At this point I shut down the dead hot server, moved all the data disks to the new one and booted up the new server to see where I was. Looking at the corosync data it was very obvious that it had easily been two months since I last booted up this machine as the VM config files were grossly out of date and many of the changes were missing.

I did luck out in that some of the more consistent stuff was still there (like my mail server which is super important and really hasn’t changed in a long time) – so I was able to move those over and get them back online fairly quickly.
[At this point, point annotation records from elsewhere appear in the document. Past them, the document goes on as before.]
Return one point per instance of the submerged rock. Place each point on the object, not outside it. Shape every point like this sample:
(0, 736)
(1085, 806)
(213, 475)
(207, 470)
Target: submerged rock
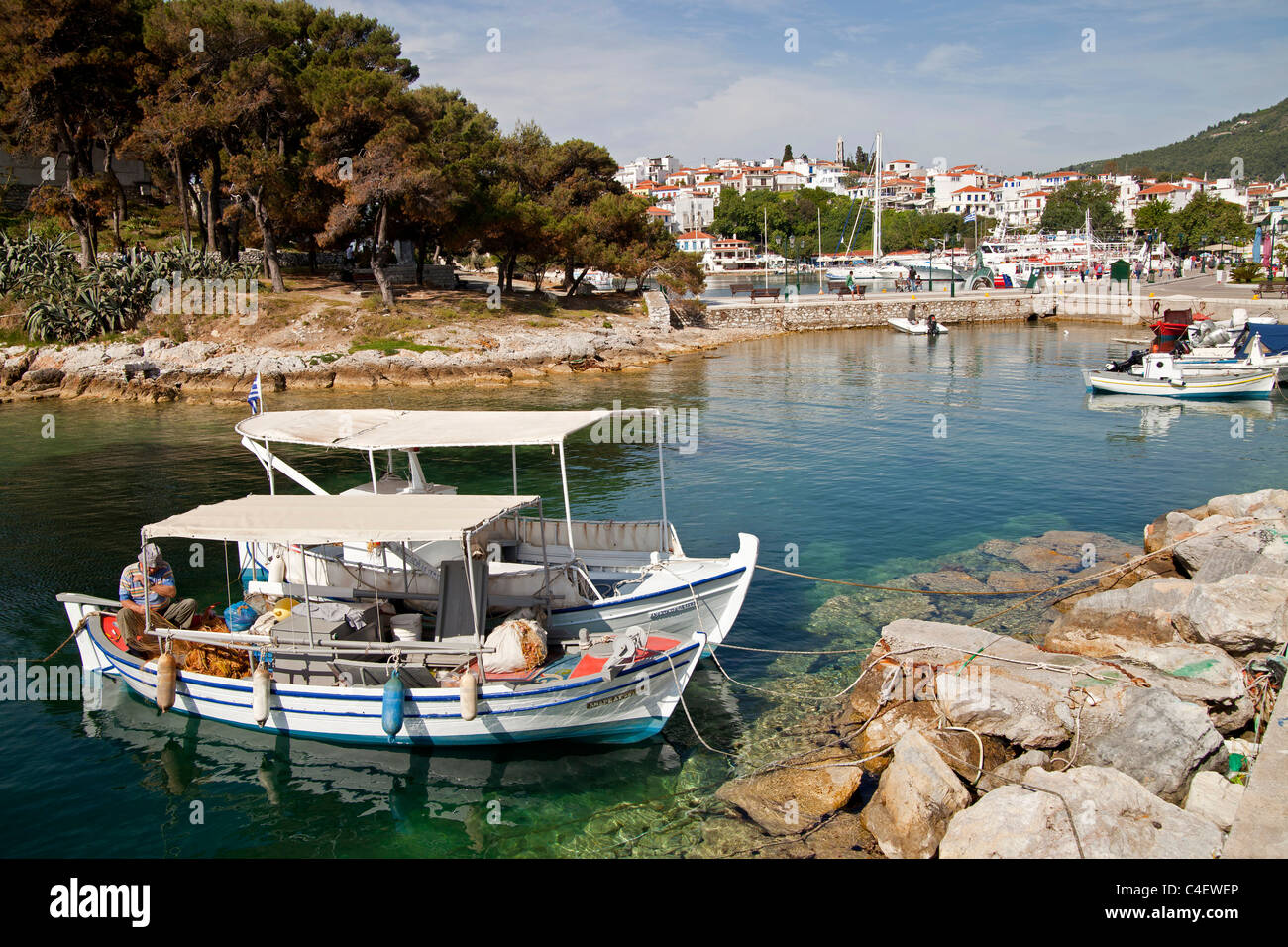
(1160, 741)
(791, 799)
(841, 836)
(910, 812)
(947, 579)
(1013, 579)
(1004, 692)
(1116, 817)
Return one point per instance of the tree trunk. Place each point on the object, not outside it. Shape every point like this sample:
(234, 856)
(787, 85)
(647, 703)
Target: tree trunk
(269, 247)
(510, 262)
(82, 222)
(119, 209)
(183, 200)
(421, 245)
(213, 209)
(380, 256)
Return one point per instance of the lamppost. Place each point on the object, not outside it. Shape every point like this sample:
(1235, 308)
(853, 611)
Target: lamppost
(949, 241)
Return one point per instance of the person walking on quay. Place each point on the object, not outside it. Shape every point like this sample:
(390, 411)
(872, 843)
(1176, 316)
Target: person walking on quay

The two biggest issues was that I had migrated from a Kubernetes setup to a basic VM/Compose setup and had shutdown my Gitlab some other associated instances. So I knew I had to re-create the Docker VM config file. I did have a template I could use (really just copying another VMs config and adjusting it) so I set about that.

While doing I realized I had a bunch of VM disk datasets that were no longer applicable for anything and thought that was a good time to clean those things up. Unfortunately for me, my docker VM was brand new and I wasn’t used to seeing it and since I was already stressed and in a hurry I didn’t realize that I was cleaning that VM up as well.

Mistake Number Two: Don’t do cleanup during a failure recovery phase.

Thankfully I had at least spent some time the previous week setting up a deployment pipeline to push out changes to this VM, so once I realized my mistake, I was able to spin up a new VM and at least get the configuration stuff replaced (mainly Traefik which routes EVERYTHING) but I had lost my website and accidentally wiped out my Bitwarden database.

Mistake Number Three: Not having backups.

All in all it was messy but my overall recovery strategy proved that it does work as long as you maintain it, and I discovered a few problems that I realized I needed to address before they became a real issue (like not having backups :facepalm:) so losing my website wasn’t the end of the world as it could have been a lot worse.